The IU Outcome (ABCD) Study

The authors describe their study as the first single-site, placebo-controlled, randomized clinical trial. With the intention of exploring methods to improve the accessibility and affordability of hearing health care, they compared outcomes for 3 groups of subjects:

  • Group AB followed audiology best practices;
  • Group CD self-selected (consumer decides) their hearing aid without professional input;
  • Group P was a placebo group fit in the same manner as group AB, except their hearing aids were programmed to provide no acoustic benefit (ie, an “acoustically transparent” fitting).

To evaluate the effect of purchase price, half of the subjects paid $3,600 and half paid $600 for their pair of hearing aids. A total of 154 subjects completed at least a 6-week trial.

All groups had complete hearing evaluations at the outset of the study. All subjects in this study used as their hearing devices GN Resound Alera 9 mini BTE, open-fit hearing aids, described as “high-end, digital, mini-behind-the-ear hearing aids.” Group AB hearing aids were fit binaurally and programmed for real-ear output matched to NAL NL2 targets; Group P hearing aids were fit binaurally and programmed for transparent insertion gain. Both of these groups were provided the same hour-long orientation session. Group CD selected among choices of hearing aids programmed for three common audiograms. They chose their own tube lengths and domes, and instructions were provided via a video and printed material. No routine follow-up visits were scheduled for any group.

At the end of the initial 6-week period, outcome measures were completed for all groups, and all subjects were asked to declare their intention to keep or return the trial hearing aids. Subjects were informed of their group assignment and given the option of an additional 4-5 week trial. Those who continued were provided the same services as Group AB. The CD group was provided hearing aid orientation and their hearing aids were programmed to NL2 targets. Group P, which had previously received a hearing aid orientation, had their hearing aids reprogrammed to NL2 targets.

The Profile of Hearing Aid Benefit (PHAB) was the primary outcome measure and the Connected Speech Test (CST) was the secondary outcome measure, among several others. The results of the primary measures were not significantly different for Group AB and Group CD. However, both of these groups performed significantly better than Group P. Group AB and P outperformed Group CD on the measures that reflected pretrial training (HASShas; HASSdisp; PHAST). All groups wore their hearing aids 6-7 hours per day. When asked if they planned to keep their hearing aids, responses were substantially different among groups with 81% of Group AB, 55% of Group CD, and 36% of Group P stating they planned to keep their hearing aids.

All hearing aids were thoroughly checked at the end of the first 6-week trial. Many problems were noted, including 88% with twisted or kinked tubing. These problems resulted in less audibility as reflected by comparison of pre-fitting and post-trial 2cc coupler measures of the Speech Intelligibility Index (SII). After all problems were corrected, the added services were provided and the extended trial period began.

Performance for both Groups CD and P improved significantly and were then equivalent to Group AB. In the end, 134 of 154 (87%) of the subjects kept their hearing aids. Despite the improvement after the additional services and trial, the authors felt that the outcomes for the CD group were efficacious and support the use of an OTC model for at least some adults. Purchase price was not found to be a significant factor in the outcomes. However, of those returning their hearing aids, 85% paid the higher price for the hearing aids.

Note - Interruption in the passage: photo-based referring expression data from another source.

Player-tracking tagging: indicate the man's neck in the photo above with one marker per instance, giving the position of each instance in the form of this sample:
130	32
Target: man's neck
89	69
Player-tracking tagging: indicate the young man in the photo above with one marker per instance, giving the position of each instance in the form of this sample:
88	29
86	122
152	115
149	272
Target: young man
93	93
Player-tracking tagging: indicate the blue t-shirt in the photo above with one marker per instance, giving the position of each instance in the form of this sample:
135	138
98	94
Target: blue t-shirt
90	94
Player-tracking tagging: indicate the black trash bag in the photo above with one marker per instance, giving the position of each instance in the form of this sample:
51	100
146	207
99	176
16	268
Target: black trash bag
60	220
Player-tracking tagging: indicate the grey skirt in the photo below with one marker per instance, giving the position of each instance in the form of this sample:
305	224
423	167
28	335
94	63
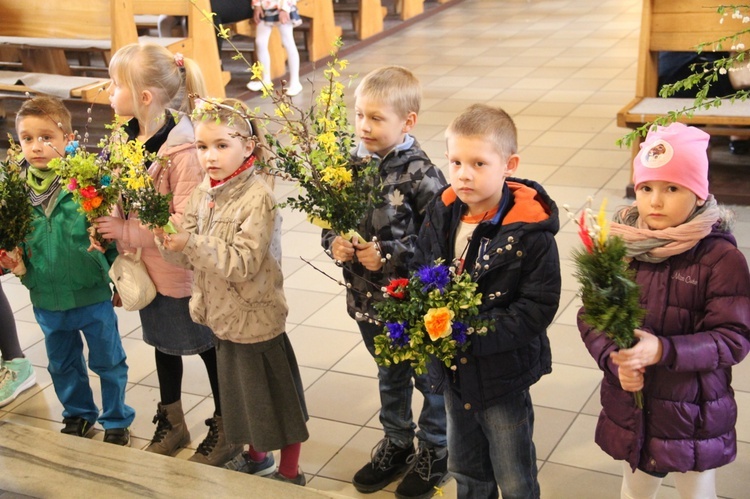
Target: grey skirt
167	325
262	399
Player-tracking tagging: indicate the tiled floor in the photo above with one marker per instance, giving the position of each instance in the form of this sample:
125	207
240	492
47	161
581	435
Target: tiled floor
562	68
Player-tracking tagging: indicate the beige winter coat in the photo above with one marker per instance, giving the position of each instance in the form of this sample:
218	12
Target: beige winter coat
235	253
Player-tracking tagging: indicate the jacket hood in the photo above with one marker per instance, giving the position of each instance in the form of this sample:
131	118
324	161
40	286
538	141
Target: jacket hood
531	204
181	137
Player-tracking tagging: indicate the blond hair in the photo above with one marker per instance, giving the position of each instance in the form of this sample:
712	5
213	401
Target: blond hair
47	107
491	123
394	86
170	77
236	114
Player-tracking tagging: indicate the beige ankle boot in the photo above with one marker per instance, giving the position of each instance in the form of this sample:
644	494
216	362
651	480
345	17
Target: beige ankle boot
171	431
215	450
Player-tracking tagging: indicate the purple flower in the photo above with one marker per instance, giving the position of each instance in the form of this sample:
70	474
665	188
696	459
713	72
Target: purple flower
397	333
460	333
436	277
71	148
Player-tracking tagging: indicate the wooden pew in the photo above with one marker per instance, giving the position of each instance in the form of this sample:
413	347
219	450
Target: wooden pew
668	25
367	16
39	35
407	9
323	29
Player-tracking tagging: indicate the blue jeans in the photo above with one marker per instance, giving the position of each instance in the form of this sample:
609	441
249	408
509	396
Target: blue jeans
67	366
397	384
492	448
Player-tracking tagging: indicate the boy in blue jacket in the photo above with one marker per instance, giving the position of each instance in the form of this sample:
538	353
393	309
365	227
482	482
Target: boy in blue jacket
501	230
68	285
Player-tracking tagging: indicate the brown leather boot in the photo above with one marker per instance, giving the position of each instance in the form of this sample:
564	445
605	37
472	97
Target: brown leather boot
171	431
215	450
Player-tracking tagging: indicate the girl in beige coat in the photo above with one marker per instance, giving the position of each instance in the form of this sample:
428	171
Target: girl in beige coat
231	238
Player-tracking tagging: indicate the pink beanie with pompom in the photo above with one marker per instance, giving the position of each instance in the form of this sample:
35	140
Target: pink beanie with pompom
677	154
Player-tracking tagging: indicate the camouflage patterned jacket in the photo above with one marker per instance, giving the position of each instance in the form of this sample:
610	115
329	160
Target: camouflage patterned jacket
410	181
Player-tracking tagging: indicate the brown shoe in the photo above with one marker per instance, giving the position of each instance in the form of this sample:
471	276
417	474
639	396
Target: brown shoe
215	450
171	431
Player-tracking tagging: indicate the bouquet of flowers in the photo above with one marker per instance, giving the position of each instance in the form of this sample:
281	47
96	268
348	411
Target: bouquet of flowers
140	194
608	290
313	147
15	208
432	313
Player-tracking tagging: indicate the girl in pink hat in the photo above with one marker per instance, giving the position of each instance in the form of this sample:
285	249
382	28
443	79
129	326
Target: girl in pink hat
695	288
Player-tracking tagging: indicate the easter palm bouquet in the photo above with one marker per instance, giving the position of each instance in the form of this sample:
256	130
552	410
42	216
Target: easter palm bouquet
608	289
433	313
15	208
313	147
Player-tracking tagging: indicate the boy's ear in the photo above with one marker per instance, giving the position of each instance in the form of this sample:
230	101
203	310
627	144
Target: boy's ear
147	97
512	165
411	120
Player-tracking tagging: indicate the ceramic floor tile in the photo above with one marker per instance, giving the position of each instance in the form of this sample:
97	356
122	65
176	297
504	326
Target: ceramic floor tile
321	348
358	361
326	439
567	387
578	449
343	397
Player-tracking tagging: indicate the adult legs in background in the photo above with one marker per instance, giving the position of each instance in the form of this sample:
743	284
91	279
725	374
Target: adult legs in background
16	372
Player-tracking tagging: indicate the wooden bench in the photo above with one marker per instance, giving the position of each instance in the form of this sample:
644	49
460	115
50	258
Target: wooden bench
40	35
367	15
200	44
406	9
323	30
668	25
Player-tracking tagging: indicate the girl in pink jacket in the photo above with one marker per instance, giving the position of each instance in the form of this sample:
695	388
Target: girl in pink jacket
152	84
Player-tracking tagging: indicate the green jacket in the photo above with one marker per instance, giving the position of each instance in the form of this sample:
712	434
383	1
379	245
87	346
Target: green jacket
60	273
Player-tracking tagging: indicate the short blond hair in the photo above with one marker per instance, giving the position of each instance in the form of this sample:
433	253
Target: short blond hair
394	86
491	123
47	107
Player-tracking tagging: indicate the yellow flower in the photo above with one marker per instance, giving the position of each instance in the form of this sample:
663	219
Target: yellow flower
282	109
601	220
257	71
438	322
337	176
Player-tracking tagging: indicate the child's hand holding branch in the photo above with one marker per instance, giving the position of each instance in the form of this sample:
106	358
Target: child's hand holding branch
173	242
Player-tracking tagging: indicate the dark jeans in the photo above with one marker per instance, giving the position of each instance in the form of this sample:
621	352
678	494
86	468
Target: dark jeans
492	448
397	384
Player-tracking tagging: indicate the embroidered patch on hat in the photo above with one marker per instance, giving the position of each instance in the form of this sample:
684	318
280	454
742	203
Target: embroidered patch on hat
658	154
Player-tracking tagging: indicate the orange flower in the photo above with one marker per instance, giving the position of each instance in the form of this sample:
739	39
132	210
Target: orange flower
438	322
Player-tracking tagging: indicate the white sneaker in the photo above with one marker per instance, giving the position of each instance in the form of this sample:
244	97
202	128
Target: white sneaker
16	376
257	86
294	89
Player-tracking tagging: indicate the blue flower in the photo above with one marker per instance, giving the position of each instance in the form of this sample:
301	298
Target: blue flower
397	333
71	148
460	333
437	277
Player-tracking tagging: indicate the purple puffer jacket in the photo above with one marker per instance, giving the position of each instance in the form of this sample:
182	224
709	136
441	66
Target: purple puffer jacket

Limitations of the IU Study

The authors describe several limitations of the IU study. They caution that the findings are specific to their unique sample and should not be generalized. It is possible that the casual reader or someone with an agenda to promote the OTC delivery model may not fully embrace these cautions. The most important limitations—which the authors carefully acknowledged—are specifically:

Subjects. The IU report acknowledged they used a sample consisting of white, highly-educated people with a median annual household income greater than $45,000. Most remarkable is that 78% had a college degree and the median education was a masters degree. According to a 2015 US Bureau of the Census report,3 for adults aged 45-64 years and 65 years or older, 32% and 26.7% had at least a bachelors degree and 12.1% and 11.3% had an advanced degree, respectively. It seems likely that the high level of education of the subjects may have influenced outcomes, especially for Group CD. More educated individuals would be expected to be better at independent learning from available instructional materials and applying this to solving their own fitting problems.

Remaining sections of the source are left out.